Every week, we tell you about an album we think you need to spend time with. This week's album is SremmLife 2, the sophomore album from Atlanta rap duo Rae Sremmurd.
I remember the first time I heard Swae & Jxmmi: I was an intern at HOT 97 in New York City, posted on telephone duty when an assistant to DJ Camilo pulled “No Flex Zone” from the record pool on his computer. They sound like Atlanta, they’re from Mississippi, their name is the production group (backwards) and it’s two Black brothers doing outlandish shit on a Mike WiLL beat that sounds like audible candy… the type of candy that’d piss moms off if you ate it before dinner. I asked the homie why he bestowed - burdened? - such an infectious gem upon me on a hot afternoon like that one, for surely I’d never remove those scratchy high-pitched yelps from my mind.
After that, “No Type” destroyed radio. Then “Throw Sum Mo” and two more singles from the SremmLife debut: one of the best rap records in a year that brought us a revolutionary Kendrick, a saddened Earl, a paranoid Drake and several modes of Future. Swae Lee: the obvious crossover contender with the near-falsetto. Slim Jxmmi: the rager, the raucous one, the better rapper if you’re paying attention. Sremm’s staying power moved from the hallowed halls of viral vids to a mainstream craving the carefree Blackness they provide: a millennial upgrade to a present nostalgia, where Montell Jordan and Bell Biv Devoe continue to set kickbacks ablaze as the world continues to burn.

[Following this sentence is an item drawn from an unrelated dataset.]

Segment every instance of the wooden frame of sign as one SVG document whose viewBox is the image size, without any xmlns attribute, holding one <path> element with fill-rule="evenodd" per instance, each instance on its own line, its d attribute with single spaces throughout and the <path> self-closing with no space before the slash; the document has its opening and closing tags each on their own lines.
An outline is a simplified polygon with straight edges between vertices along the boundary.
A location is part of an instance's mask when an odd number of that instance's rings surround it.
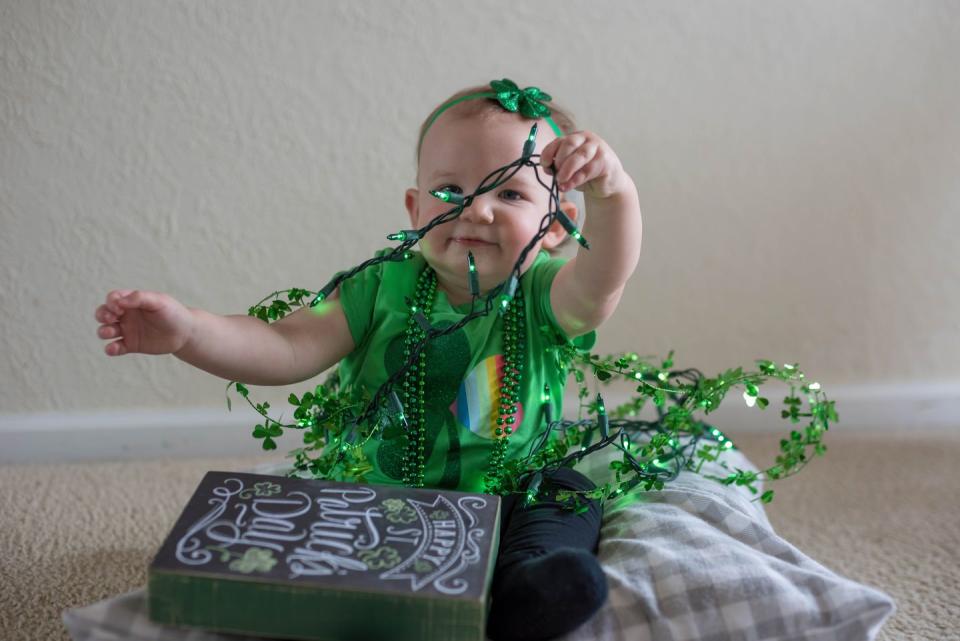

Sremm’s rapid pop ascendance went relatively unquestioned; we were happy to have them, that’s why they went platinum. That tension makes SremmLife 2 the pivotal moment of the duo’s career: we watch platinum groups disappear in six-month cycles now, so can the formula change up enough to remain consistent?
It’s clear from the industrial whirring of “Start a Party” that Mike WiLL’s team had this in mind: the stadium-status anthemic quality remains intact, with a layer of strange haze to complicate the happy-go-lucky quality of Sremm records. You hear it in the zany, offbeat melody of “By Chance,” which Swae meets with a goofy faux-British inflection, and the pensive piano behind “Came a Long Way” where Jxmmi sounds like he’s meditating from the VIP section. There’s the standard Mustard fare on “Set the Roof” where Lil Jon christens the post-crunk vibe essential to Sremm’s sound, but the best sonic choices show up on “Black Beatles” and “Look Alive” where synthpop bleeds all over the 808s, giving every groove an oddball quality that isn’t setting the party off, but the 2 a.m. moment where you’re between calling the Uber or choosin’ someone to walk home with.
The vocal formula stays intact for most of the album: Swae still commands most of the choruses (and tracks overall,) but Jxmmi gets a bit more playing time. They stick to what works, which may pose a problem down the line should the duo remain together as they hit their mid-20s. There’s already talk of a Swae Lee solo album - expected, since he sings almost all the hooks - but is that a new spin on the magic or the industry clawing them apart? It’s important to remember that neither brother is disposable from one another: Jxmmi can pick up the slack of a weaker Swae moment (see: “Real Chill,” also starring an insanely-fitting Kodak Black verse) but Swae’s hook can save the song (see: “Now That I Know,” the standard-issue breakup song with a little too Drake quality to it.) If the near-half-hour freestyle on Tim Westwood proved anything, it’s the group’s rap/pop flexibility that fares for infectious vocal moments and hilarious obscenity that remain quotable even if they aren’t the most refreshing trick. Plus, you get to hear Gucci Mane say their name with the s after the c, a classic trope in Gucci linguistics.
On my second run of this album, I learned that an officer killed a man in Milwaukee. My friends were awake, inhaling the embers of the riots in the night. I paused, then remembered Swae Lee had a hand in co-writing “Formation.” As of now, Rae Sremmurd still possesses the sauce to channel a revolutionary moment into a pop wave that connects on a genuine, youthful level. I’ll be here; it appears we’ll only need them more.